Not sure what I’m talking about? It’s because you didn’t read the introduction to window functions!
There are four offset window functions available to us: FIRST_VALUE, LAST_VALUE, LAG, and LEAD.
2. Setting up some data
To understand how the different offset window functions work, we need to set up some data. If you have been following along with any of the other window function tutorials, you will already have this data set up in your environment.
Run these SELECT statements to see if you already have the data:
SELECT * FROM Customers SELECT * FROM Products SELECT * FROM Orders
The data should look like this:
If you don’t have the data, let’s go ahead and add it.

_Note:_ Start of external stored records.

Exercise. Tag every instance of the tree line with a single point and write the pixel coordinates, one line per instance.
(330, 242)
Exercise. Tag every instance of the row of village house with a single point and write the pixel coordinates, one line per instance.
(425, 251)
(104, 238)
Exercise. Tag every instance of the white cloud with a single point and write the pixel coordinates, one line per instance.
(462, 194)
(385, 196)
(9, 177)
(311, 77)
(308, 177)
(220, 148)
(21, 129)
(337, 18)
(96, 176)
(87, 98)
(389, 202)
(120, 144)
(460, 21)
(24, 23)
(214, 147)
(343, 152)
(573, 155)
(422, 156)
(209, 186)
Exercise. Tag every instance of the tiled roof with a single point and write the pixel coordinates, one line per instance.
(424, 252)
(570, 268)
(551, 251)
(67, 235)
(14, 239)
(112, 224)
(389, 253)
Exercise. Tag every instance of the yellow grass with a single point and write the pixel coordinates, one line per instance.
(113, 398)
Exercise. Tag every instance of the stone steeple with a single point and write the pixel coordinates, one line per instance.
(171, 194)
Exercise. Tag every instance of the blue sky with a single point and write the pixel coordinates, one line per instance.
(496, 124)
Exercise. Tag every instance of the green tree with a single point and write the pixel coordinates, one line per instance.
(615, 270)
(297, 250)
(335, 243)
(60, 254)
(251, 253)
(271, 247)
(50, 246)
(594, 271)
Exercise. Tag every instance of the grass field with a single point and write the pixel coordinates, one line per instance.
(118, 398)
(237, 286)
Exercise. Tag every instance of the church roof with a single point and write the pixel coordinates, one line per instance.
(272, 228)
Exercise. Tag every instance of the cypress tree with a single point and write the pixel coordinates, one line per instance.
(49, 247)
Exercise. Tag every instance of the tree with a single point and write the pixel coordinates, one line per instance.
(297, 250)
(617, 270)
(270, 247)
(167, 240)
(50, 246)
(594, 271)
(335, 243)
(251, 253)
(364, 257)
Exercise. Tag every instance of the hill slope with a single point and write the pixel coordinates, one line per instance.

Here’s the Customers table:
--Create Customers table CREATE TABLE Customers ( CustID INT PRIMARY KEY IDENTITY(50,5), FirstName VARCHAR(20), LastName VARCHAR(20) ) --Populate Customers it with data INSERT INTO Customers(FirstName, LastName) VALUES ('Joshua','Porter'), ('Andrew','Bluefield'), ('Jack','Donovan'), ('Cindy','Thatcher'), ('Gordon','Acres'), ('Gretchen','Hamilton')
The Products table:
--Create Products table CREATE TABLE Products ( ProductID INT PRIMARY KEY IDENTITY(20,2), ProductName VARCHAR(20), Price DECIMAL(5,2) ) --Populate Products table with data INSERT INTO Products (ProductName, Price) VALUES ('Large Bench',198.00), ('Small Bench',169.40), ('Coffee Table',220.00), ('Side Tables',265.20), ('Coat Rack',45.00)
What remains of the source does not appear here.